I wanted to become a mother.

And so I cleared a space for a baby, a passage through all of these parts of me. The clearing was as tiny and tangible as my moon-shaped stomach and the frilled bassinet waiting. It was as enormously elusive as the glow from the stars above our yellow shingled home.

My babies came one year after another, and with each delivery it felt like I traveled through an unforeseen passage of myself where I no longer lived simply inside my skin – but also in the blood and souls of my newborn babies.

I felt their cries vibrating, I tasted their breath, I sensed their wonder and fear. I was sliced and tugged and sewn and sucked with joy and fear and pain and light; then sorrow, tininess, fatigue, love, delirium, fear and more love until I came out to this side of myself to begin again. It seemed that the old me slipped off quietly when I wasn’t looking. She folded herself into a sturdy boat for me to sail into motherhood.

As I have grown with my children, I have come to see how the transformation in them, in me, continues each day. We glide and journey together.

“Mama, before I was born, where was I?” one child asks.

And I can see that their passage into life, and mine, started long before today. If I observe, I revel at all of the pieces carefully placed there, like tiny parts on a strengthening ship, on a fantastic journey. I see my son and my daughter lying on the wide green lawn, smiling upward at the big open sky, just like I would have done with my sister. I hear my boy solving complex math equations, creating engineering feats in his head, just like my husband. I see my daughter drawing her hundredth detailed cat family like a dreamer, like my dad might. I see the softness of my family in the kind eyes of my son who has struggled so, as he helps another child who is also struggling. I see the strength of my husband’s family in that same boy, in all of my children, in me now too, as we paddle through unbelievable challenges.

I see all of this life, flowing together on a magnificent, difficult and gorgeous river. When I look back, my parents, my husband’s parents are waving. Their parents are behind them, and so on. When I look forward, I see only a horizon reflecting fragments of every color of light— BIG light. And I see a church full of people— a church that I never needed to travel so far to find.

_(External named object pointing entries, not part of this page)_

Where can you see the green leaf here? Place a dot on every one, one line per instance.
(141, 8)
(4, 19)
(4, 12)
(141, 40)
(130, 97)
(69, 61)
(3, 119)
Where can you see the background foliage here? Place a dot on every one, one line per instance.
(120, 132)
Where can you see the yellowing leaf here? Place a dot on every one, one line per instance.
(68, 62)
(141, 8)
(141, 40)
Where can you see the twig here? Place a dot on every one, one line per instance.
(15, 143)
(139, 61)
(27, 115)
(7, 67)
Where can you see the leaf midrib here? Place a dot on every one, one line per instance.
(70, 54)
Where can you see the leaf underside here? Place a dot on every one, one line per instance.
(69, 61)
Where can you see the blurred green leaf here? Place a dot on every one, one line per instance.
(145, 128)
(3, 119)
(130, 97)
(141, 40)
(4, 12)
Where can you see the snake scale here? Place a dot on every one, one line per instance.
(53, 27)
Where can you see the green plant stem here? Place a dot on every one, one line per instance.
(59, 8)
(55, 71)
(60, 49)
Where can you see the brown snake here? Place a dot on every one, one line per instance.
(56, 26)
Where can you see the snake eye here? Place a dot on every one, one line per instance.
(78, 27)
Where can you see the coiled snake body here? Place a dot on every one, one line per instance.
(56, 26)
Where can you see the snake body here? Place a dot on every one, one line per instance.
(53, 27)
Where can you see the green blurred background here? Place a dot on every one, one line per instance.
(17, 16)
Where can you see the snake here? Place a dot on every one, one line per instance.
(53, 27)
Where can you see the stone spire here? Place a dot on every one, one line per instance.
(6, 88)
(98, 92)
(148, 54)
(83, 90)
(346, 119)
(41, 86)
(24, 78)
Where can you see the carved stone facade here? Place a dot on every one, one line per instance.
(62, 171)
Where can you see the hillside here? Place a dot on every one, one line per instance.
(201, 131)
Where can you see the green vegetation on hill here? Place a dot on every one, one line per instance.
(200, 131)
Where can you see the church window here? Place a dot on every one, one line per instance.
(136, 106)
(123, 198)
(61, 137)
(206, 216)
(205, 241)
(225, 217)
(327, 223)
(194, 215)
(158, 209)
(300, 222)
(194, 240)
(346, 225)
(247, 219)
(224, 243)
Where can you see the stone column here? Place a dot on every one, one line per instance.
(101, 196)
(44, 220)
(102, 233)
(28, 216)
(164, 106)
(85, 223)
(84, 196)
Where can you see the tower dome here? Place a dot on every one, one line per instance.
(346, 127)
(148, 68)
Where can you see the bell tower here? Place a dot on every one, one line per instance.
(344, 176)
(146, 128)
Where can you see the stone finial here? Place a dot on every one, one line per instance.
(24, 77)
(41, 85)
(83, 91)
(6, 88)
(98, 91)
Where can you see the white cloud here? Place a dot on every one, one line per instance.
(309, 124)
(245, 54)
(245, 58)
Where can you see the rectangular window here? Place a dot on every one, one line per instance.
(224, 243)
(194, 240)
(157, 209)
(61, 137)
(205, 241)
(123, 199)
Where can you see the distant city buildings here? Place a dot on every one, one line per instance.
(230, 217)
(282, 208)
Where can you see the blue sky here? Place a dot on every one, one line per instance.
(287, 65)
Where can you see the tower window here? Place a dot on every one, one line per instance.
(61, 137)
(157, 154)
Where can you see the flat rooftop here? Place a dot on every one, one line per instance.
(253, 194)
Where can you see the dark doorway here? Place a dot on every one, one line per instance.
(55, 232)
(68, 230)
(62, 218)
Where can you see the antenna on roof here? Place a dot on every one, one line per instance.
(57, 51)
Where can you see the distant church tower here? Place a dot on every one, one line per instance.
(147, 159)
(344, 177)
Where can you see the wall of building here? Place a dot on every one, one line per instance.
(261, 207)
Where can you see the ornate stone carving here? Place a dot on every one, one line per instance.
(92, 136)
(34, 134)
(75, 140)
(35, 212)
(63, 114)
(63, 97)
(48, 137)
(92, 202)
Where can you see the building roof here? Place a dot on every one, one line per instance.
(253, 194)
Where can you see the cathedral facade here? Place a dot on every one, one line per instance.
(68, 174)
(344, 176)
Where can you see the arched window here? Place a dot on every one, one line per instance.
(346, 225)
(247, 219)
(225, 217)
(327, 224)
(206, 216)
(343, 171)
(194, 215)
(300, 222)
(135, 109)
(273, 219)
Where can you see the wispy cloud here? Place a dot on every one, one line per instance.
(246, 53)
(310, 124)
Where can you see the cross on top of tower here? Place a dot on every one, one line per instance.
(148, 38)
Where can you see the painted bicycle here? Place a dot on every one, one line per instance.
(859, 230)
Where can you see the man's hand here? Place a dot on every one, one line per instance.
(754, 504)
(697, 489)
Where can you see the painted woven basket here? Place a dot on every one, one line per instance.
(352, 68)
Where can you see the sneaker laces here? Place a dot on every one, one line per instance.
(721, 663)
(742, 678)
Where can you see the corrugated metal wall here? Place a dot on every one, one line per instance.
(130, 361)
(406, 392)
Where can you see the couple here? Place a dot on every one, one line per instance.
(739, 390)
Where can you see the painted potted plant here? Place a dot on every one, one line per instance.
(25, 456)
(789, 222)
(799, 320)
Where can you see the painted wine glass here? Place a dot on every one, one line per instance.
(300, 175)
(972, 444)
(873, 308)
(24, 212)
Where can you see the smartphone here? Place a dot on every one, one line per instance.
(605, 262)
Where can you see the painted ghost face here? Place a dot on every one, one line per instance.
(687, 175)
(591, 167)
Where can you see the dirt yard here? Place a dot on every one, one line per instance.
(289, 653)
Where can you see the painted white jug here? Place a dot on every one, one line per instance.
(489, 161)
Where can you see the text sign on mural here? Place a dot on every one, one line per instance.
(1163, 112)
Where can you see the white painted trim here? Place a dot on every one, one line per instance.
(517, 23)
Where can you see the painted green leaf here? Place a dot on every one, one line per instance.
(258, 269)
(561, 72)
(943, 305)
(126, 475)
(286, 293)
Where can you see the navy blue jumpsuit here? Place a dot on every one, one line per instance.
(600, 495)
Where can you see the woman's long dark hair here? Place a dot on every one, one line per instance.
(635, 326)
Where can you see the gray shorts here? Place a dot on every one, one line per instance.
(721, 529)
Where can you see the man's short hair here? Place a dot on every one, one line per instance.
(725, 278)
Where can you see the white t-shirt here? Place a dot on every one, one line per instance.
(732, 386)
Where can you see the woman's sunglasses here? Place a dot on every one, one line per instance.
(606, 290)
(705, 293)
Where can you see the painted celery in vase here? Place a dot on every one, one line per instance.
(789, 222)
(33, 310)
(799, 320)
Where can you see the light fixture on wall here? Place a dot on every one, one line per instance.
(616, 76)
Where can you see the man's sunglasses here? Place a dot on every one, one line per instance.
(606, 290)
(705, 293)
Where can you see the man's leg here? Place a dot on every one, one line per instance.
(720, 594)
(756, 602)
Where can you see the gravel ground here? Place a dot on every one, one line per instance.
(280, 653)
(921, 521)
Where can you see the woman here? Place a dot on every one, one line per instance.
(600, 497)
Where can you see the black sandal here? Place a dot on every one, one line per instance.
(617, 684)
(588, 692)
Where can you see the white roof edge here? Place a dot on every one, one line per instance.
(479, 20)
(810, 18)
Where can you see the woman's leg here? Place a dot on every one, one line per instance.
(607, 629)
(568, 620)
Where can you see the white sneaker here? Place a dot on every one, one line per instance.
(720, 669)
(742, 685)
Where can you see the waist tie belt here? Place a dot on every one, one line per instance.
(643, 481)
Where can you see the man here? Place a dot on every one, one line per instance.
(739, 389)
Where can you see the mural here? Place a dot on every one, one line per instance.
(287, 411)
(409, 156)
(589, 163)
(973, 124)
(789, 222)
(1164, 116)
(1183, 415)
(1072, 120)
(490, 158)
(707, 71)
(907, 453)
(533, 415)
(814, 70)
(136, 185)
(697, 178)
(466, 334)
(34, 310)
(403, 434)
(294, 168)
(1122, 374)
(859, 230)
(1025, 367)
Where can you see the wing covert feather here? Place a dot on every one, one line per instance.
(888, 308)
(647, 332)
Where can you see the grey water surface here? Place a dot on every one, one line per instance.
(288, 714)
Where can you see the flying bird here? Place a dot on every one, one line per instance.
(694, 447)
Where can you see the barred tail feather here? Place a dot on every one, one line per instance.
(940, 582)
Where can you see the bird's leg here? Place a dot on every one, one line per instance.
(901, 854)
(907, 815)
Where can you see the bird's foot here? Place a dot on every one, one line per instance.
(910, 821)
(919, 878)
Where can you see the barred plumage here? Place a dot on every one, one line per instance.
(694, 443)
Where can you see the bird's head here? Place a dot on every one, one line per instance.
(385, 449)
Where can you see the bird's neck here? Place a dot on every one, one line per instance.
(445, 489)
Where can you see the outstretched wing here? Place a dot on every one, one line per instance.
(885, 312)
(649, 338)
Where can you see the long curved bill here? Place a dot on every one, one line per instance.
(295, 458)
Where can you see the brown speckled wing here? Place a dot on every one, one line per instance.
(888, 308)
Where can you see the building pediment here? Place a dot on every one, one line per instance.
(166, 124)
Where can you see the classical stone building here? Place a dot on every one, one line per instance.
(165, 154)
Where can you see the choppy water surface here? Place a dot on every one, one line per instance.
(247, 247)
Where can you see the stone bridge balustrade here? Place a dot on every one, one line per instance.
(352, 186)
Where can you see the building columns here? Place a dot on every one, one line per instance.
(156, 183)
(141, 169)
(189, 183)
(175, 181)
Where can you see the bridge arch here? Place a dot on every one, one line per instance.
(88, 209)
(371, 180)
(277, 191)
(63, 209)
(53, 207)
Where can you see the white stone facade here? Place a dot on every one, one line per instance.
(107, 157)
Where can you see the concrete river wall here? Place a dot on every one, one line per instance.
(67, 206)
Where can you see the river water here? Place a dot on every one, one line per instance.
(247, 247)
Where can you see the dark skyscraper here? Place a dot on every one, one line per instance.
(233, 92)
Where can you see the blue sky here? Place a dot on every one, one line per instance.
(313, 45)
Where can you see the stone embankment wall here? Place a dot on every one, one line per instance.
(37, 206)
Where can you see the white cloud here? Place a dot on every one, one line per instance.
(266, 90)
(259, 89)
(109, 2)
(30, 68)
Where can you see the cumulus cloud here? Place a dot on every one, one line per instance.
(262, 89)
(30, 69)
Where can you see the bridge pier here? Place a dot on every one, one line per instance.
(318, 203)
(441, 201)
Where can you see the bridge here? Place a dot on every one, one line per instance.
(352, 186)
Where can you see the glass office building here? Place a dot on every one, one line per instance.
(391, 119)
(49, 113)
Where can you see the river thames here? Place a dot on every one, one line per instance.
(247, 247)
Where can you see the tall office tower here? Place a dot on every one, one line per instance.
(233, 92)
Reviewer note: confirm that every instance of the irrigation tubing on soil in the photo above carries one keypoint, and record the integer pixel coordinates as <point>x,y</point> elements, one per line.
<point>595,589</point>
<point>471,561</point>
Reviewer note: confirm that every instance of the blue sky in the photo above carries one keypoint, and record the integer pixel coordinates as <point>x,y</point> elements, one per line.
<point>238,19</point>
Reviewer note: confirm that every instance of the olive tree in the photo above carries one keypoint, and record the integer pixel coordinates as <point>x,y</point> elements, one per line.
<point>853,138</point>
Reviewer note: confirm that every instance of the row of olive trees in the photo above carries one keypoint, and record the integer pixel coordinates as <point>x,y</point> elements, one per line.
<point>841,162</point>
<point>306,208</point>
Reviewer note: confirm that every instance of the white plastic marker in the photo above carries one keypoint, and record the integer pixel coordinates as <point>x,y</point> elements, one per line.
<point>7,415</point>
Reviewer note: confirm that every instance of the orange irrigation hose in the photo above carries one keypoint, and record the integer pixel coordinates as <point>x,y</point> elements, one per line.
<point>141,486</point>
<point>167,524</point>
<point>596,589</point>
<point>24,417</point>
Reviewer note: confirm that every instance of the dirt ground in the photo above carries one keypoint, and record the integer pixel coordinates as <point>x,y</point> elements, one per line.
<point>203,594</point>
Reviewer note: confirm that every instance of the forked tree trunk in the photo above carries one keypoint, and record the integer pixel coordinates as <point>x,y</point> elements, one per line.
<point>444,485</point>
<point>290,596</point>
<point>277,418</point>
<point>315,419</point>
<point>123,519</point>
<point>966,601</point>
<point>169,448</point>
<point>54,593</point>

And then the longing ceases to exist.

This is motherhood. 


AmyChallenger_x125Amy Aves Challenger is a writer and artist focusing on topics relating to the marginalized, families and children. She has been published regularly in The Huffington Post and also in The Washington Post, Mamalode.com, and Brain, Child Magazine. Her poems and a short story will be published in an upcoming anthology by Kind of A Hurricane Press. Amy lives in Fairfield, CT where she runs a support group for special needs mothers and also leads a writing workshop. She is writing her first novel about a child with special needs. Her poetry can be read daily on twitter @amychallenger.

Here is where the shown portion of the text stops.